If in the future Cafosa will make further communications of personal data, it will inform you accordingly.
- International data transfers
Due to the international nature of Cafosa, your personal data may be transferred and shared with the RB Group, a company to which Cafosa belongs, and whose offices are located outside the European Union. Cafosa protects such transfers in accordance with the terms of the international data transfer agreements adopted, which incorporate the Standard contractual clauses on data protection (Standard contractual clauses) adopted by the European Commission. To obtain a copy of the Standard Contractual Clauses applicable in the EU adopted by Cafosa, please contact the Data Controller indicated at the beginning of this document.
With third parties
CAFOSA may contract the services of suppliers located in countries outside the European Economic Area, based on decisions of adequacy of the European Commission. In this case, it is considered that the country has equivalent regulations to the European one. In the event that CAFOSA needs to contract services from suppliers located in countries that do not have regulations equivalent to the European one, its contracting will include all the warranties and safeguards required by the regulations to preserve its privacy, after verifying the legislation of the destination country.
These safeguards may include the application of contractual clauses and additional safeguards in accordance with the regulations of each destination country, or binding corporate rules approved by data protection authorities. We also inform you that we are permitted by law to send your data to such countries if this is necessary for compliance with our obligations arising from the service you request from us.

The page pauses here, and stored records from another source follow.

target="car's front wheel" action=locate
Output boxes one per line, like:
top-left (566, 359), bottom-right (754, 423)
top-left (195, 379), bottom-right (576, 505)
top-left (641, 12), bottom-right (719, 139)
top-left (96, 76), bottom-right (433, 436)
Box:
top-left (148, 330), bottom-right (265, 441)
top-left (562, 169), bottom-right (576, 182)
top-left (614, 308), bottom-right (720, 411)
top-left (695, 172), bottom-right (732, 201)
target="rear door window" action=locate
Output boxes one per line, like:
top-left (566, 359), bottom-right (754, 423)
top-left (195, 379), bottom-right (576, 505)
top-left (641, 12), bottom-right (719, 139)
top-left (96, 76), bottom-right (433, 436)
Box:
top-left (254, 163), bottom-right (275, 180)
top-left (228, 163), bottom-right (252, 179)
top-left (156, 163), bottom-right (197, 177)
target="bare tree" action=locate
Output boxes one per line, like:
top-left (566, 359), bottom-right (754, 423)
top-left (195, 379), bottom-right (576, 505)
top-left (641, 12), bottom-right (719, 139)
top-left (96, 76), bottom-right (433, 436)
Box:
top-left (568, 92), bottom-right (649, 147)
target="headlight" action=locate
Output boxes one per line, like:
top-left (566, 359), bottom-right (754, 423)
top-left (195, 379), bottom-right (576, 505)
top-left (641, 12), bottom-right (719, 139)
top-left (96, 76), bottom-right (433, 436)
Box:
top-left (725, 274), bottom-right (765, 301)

- Automated Decisions and Profiling
Cafosa does not carry out any data processing involving automated decision-making.
In connection with our recruitment processes, Cafosa carries out processing of your basic identification data, your competency-based assessment, to assess your suitability for published job offers. To carry out this processing, it is necessary to create a profile based on the above-mentioned personal data. The profile drawn up is of a low level of detail and is only carried out to analyse aspects relating to your suitability for the job in question as it is necessary for the execution of the employment agreement offered to you with Cafosa.

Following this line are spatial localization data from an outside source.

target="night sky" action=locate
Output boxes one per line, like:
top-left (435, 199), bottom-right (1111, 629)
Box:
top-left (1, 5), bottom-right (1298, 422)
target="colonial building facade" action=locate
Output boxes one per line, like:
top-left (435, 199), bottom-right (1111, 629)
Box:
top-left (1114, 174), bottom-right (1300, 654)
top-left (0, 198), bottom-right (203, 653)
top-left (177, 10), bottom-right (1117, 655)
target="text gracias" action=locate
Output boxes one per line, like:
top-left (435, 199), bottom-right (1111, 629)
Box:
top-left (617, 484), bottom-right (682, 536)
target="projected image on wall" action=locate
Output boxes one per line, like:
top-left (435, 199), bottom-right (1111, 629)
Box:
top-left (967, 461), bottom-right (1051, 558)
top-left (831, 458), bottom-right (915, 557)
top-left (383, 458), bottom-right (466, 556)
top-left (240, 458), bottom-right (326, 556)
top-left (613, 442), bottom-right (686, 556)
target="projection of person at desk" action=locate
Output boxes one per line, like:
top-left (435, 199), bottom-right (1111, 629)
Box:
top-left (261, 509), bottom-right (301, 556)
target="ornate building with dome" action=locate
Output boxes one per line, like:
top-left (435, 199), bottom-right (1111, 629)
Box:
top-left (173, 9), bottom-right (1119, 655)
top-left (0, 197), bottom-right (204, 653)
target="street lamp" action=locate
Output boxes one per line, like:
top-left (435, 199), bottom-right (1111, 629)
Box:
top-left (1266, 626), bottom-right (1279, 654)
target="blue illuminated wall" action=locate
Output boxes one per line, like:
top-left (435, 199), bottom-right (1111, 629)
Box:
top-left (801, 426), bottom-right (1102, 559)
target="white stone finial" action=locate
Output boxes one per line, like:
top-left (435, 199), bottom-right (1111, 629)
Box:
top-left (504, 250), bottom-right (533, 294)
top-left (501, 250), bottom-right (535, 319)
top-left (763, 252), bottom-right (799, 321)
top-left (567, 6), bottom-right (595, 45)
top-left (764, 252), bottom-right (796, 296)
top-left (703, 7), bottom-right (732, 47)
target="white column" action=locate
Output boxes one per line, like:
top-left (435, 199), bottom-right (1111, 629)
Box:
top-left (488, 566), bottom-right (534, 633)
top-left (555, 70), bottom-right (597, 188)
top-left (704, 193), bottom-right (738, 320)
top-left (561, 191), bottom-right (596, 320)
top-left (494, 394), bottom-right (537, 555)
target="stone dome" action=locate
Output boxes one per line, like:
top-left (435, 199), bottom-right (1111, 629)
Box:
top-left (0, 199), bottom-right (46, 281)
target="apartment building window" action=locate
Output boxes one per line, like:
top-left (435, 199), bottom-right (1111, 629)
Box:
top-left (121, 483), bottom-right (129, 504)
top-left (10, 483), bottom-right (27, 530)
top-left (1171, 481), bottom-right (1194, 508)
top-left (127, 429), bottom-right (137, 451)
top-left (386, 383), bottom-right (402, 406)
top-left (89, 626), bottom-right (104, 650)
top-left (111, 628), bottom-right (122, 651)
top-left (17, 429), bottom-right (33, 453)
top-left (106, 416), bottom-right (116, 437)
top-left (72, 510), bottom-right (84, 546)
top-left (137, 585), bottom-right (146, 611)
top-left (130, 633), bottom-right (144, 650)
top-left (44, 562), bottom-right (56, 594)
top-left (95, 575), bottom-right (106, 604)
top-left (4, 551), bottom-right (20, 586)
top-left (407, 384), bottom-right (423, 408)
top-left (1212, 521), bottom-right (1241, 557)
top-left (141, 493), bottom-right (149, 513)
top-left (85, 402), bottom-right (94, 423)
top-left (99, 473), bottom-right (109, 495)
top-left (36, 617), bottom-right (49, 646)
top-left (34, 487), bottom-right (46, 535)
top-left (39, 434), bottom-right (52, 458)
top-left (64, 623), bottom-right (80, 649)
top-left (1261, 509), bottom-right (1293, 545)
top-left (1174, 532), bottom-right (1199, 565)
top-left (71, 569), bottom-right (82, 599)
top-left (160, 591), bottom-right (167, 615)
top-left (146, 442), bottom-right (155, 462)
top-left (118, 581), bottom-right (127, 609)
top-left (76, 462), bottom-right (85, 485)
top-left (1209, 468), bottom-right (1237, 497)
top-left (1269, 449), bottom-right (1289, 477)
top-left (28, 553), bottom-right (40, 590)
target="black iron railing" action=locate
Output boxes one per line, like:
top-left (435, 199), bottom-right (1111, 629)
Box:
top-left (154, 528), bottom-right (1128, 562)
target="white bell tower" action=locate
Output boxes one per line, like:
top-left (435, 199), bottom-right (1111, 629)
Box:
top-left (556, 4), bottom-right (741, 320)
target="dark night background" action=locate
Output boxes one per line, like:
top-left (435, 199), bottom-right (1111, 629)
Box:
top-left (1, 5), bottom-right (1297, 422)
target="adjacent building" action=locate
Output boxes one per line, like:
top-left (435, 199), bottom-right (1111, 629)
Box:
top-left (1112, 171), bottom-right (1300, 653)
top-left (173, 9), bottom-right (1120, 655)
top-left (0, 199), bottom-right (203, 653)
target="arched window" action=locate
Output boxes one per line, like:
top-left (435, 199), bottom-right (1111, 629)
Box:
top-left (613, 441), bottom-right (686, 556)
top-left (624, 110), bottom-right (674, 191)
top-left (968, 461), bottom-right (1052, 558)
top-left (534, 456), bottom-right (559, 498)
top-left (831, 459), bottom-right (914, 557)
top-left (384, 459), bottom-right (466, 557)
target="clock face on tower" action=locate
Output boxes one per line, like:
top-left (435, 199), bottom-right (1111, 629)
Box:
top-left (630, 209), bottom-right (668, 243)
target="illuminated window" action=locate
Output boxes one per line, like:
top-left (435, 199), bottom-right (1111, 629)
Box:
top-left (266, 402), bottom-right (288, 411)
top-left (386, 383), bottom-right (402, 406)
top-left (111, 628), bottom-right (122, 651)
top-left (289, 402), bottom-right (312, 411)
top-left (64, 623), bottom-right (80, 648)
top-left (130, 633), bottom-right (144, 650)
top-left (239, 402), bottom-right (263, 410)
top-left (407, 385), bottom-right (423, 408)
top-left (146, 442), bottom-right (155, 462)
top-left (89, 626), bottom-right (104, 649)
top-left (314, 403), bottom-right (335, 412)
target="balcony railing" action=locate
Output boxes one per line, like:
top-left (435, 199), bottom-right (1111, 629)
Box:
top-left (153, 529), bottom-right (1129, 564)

- Period of retention of your data.
We will only keep your personal data for as long as we need it, for the purposes for which we collect it and to comply with legal, financial, business or reporting requirements. In some circumstances, we may anonymise personal data so that they are no longer identifiable and we can continue to use it. When we no longer need the personal data, we will securely delete or destroy it.
Cafosa will retain the collected data for the stated purposes during the duration of your relationship with Cafosa and, even after, until any potential legal liabilities arising from them expire.

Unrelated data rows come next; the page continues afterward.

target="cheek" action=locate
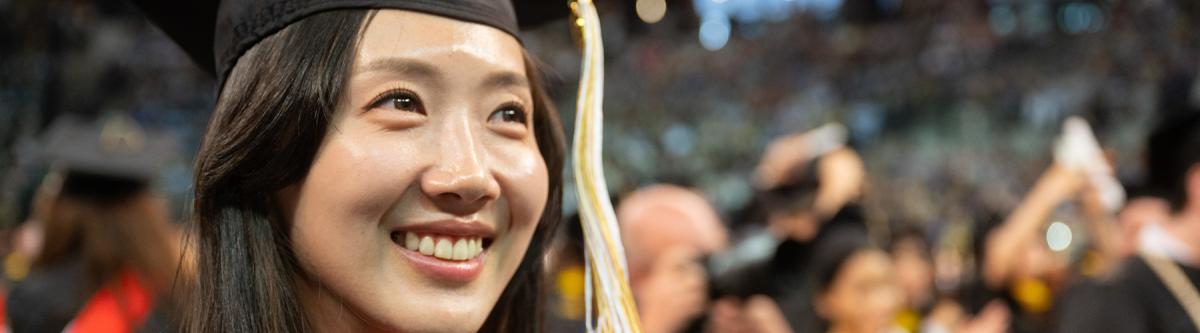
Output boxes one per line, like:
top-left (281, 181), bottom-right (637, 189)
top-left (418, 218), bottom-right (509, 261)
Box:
top-left (286, 131), bottom-right (425, 280)
top-left (492, 143), bottom-right (549, 231)
top-left (486, 142), bottom-right (549, 281)
top-left (294, 133), bottom-right (422, 226)
top-left (870, 285), bottom-right (900, 313)
top-left (826, 290), bottom-right (856, 320)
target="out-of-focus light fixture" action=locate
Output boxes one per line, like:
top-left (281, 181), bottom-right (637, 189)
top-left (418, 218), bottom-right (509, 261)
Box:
top-left (989, 6), bottom-right (1018, 37)
top-left (636, 0), bottom-right (668, 24)
top-left (1020, 2), bottom-right (1052, 36)
top-left (1059, 2), bottom-right (1104, 34)
top-left (699, 12), bottom-right (730, 51)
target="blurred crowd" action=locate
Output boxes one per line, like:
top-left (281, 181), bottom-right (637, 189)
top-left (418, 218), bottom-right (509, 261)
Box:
top-left (1, 0), bottom-right (1199, 332)
top-left (547, 106), bottom-right (1200, 333)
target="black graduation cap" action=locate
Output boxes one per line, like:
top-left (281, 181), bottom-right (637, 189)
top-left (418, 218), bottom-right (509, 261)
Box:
top-left (41, 115), bottom-right (177, 200)
top-left (131, 0), bottom-right (569, 84)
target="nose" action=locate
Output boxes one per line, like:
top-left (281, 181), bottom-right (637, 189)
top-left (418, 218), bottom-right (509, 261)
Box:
top-left (420, 117), bottom-right (501, 215)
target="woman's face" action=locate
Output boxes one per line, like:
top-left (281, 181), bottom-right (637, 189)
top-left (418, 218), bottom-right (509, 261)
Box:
top-left (819, 250), bottom-right (900, 333)
top-left (277, 10), bottom-right (548, 332)
top-left (891, 239), bottom-right (932, 308)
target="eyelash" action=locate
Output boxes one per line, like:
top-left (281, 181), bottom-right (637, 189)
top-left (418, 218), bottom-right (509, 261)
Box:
top-left (366, 88), bottom-right (424, 114)
top-left (365, 88), bottom-right (528, 125)
top-left (490, 102), bottom-right (529, 125)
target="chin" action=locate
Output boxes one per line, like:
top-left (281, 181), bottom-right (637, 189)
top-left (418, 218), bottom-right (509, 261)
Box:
top-left (374, 309), bottom-right (491, 333)
top-left (355, 276), bottom-right (502, 333)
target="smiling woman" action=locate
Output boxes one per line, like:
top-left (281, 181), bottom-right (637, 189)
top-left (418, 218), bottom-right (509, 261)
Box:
top-left (268, 10), bottom-right (558, 332)
top-left (131, 1), bottom-right (566, 332)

In the event that you submit your application, your data will be retained for a period of one year from the date they were collected. Once this period has elapsed, your data will be deleted or alternatively anonymized, unless you provide explicit consent for their continued retention, in which case, personal data will be kept until you withdraw your consent.
- Exercise of rights.
You may exercise your rights of access, rectification, deletion and portability, limitation and/or opposition to processing, through the postal and e-mail addresses indicated at the beginning of this document.
In addition, if you believe that the processing of your personal data violates the law or your privacy rights, you can lodge a complaint:
- Via the postal and e-mail addresses indicated above, or
- Before the Spanish Data Protection Agency, through its electronic headquarters, or its postal address.